Railroad traffic for the week ending January 29 was up again on an annual basis, according to data released by the Association of American Railroads (AAR).
Carload volume at 291,147 was up 4.7 percent year-over-year, which is ahead of the week ending January 22 at 282,837. The AAR said that carload volume was up 2.4 percent in the East and up 6.2 percent out West.
Intermodal volumes for the week ending January 29 totaled 222,742 total trailers and containers, which was up 9.2 percent annually. Containers—at 190,140—were up 10.1 percent, and trailers—at 32,602—were up 4.4 percent. This output was far ahead of the week ending January 22, which saw 180,888.
As LM has reported, while volumes are up annually and at recent levels on a sequential basis, it appears the annual comparisons for railroad data will be less impressive than they were in 2010, considering 2010 comparisons were up against a difficult 2009.
But railroad volume appear to be picking up where 2010 left off, and prospects for 2011 look very encouraging, especially in light of recent fourth-quarter and full-year earnings results from multiple Class I carriers, which pointed to continued pricing and volume increases.
Of the 20 commodity groups the AAR tracks, 14 saw annual growth for the week ending January 29, with metallic ores up 17.7 percent and farm products excluding grain up 37.2 percent. Coal was up 4.7 percent.
Estimated ton-miles for the week ending January 29 were 32.8 billion for a 5.8 percent annual increase, and for the first four weeks of 2011 the 128.2 billion ton-miles recorded are up 9.0 percent.

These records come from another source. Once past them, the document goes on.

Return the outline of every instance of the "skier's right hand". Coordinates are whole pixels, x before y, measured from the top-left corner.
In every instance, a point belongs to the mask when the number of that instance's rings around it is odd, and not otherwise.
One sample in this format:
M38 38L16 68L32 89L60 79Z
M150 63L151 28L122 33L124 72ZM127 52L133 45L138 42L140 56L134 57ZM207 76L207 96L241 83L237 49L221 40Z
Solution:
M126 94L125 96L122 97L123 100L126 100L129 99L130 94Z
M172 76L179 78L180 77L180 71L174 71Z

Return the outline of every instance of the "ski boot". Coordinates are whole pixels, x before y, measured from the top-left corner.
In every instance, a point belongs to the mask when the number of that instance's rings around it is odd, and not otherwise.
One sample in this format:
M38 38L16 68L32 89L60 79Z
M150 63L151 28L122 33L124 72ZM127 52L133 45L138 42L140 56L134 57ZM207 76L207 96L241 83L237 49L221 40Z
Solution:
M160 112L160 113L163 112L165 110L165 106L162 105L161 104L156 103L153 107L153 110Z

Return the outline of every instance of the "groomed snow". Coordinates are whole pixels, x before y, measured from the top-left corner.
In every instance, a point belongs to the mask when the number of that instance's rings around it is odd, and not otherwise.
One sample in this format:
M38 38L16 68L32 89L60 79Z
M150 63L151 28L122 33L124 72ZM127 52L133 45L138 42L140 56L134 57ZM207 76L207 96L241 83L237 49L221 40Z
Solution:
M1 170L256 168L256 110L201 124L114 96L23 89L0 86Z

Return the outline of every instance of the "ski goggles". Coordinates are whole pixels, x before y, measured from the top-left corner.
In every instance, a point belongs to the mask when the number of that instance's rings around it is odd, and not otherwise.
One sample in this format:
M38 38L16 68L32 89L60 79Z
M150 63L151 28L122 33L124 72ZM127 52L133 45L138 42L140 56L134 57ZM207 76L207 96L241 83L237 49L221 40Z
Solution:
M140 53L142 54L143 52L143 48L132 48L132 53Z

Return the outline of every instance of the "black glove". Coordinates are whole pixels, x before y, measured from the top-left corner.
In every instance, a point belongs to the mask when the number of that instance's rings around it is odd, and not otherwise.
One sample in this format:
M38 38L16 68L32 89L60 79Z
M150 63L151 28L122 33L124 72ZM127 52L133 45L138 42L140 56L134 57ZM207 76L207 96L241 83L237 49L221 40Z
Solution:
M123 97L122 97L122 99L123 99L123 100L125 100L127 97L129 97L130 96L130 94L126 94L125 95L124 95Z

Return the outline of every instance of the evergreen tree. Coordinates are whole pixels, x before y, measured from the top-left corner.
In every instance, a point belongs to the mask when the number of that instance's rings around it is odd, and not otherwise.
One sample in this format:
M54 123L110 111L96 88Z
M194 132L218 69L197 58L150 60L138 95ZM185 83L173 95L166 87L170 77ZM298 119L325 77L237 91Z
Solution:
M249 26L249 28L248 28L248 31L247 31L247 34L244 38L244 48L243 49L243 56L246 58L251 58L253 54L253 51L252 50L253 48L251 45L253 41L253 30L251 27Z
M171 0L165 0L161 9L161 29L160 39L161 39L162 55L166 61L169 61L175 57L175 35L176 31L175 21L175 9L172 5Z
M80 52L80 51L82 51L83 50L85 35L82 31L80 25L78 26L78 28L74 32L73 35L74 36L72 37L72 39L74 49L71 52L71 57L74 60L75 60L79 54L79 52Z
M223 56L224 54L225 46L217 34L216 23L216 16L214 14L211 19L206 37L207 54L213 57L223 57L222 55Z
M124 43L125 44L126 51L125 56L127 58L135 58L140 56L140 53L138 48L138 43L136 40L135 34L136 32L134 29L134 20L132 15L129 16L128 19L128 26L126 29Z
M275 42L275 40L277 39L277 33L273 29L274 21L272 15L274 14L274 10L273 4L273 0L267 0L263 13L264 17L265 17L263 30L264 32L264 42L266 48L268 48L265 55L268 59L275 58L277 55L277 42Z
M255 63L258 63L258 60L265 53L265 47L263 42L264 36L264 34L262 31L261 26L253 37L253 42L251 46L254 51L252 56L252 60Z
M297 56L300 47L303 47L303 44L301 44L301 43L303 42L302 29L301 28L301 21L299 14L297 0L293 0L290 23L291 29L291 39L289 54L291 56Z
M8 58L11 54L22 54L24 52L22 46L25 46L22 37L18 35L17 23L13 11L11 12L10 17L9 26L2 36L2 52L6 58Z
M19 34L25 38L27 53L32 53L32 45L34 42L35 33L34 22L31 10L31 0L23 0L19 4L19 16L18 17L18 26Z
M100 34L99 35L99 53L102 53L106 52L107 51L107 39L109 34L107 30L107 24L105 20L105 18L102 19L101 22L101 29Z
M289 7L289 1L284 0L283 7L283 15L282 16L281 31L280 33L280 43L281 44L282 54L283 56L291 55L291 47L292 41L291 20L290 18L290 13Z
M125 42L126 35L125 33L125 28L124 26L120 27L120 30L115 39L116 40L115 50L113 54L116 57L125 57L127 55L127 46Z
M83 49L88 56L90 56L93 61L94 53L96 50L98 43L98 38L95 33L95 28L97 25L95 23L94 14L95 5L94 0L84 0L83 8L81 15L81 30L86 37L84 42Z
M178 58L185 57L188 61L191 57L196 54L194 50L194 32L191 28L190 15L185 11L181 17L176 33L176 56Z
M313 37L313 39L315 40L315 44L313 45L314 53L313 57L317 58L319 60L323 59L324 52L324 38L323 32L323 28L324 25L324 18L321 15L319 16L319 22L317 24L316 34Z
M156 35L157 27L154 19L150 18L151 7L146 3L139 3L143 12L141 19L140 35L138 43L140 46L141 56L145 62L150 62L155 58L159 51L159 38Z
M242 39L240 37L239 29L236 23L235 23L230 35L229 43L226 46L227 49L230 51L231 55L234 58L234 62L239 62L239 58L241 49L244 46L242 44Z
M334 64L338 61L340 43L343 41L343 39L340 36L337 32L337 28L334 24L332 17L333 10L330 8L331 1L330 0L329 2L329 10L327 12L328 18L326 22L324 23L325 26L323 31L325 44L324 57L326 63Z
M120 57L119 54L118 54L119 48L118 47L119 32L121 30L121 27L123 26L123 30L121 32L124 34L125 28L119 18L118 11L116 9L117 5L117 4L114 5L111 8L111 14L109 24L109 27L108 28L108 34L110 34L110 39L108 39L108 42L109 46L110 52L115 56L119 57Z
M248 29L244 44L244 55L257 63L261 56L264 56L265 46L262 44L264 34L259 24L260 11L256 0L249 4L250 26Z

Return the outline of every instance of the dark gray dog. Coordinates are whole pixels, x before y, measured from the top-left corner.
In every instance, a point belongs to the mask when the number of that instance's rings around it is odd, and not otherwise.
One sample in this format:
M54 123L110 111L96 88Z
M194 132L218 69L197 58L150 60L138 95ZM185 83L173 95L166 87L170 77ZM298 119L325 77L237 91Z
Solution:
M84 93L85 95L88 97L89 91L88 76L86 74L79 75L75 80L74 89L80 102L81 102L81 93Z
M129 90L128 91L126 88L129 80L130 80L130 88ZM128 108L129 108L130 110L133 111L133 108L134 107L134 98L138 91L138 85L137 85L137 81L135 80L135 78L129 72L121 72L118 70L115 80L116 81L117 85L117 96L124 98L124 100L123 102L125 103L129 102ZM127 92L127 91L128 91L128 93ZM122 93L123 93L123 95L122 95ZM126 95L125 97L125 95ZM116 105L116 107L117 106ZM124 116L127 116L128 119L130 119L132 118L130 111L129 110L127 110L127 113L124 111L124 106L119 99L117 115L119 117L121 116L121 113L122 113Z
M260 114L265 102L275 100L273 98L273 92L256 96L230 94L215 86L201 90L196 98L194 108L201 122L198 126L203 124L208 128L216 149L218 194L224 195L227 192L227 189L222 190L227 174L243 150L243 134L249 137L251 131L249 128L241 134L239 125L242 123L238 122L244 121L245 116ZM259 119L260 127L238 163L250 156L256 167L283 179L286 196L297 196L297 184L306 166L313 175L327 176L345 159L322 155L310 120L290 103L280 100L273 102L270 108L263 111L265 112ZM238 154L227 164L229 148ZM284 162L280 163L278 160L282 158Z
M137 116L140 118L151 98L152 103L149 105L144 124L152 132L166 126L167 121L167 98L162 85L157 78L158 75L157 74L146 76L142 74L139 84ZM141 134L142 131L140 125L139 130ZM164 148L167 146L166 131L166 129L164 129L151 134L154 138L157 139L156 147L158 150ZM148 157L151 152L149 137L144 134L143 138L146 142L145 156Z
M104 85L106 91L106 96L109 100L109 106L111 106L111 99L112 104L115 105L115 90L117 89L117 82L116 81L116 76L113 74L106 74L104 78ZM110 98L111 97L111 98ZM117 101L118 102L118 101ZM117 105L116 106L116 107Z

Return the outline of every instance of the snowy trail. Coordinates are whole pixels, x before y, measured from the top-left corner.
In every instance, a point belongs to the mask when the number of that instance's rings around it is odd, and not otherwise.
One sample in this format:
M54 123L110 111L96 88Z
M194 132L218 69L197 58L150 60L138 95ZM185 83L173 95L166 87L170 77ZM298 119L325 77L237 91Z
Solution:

“On a year-to-date basis, carloads are 8.0% higher vs. last year and intermodal units are 7.4% higher,” wrote Avondale Partners analyst Donald Broughton in a research note. “Coal continues to progress, as normalized utility coal stockpiles, along with improving trends for domestic met coal and export coal should yield weekly coal volumes in the 150-160k range. When combined with the steady rise in intermodal units and the strong volumes seen in chemical and metals, as well as the growing boost from agricultural volumes, we anticipate strong overall volumes moving forward.”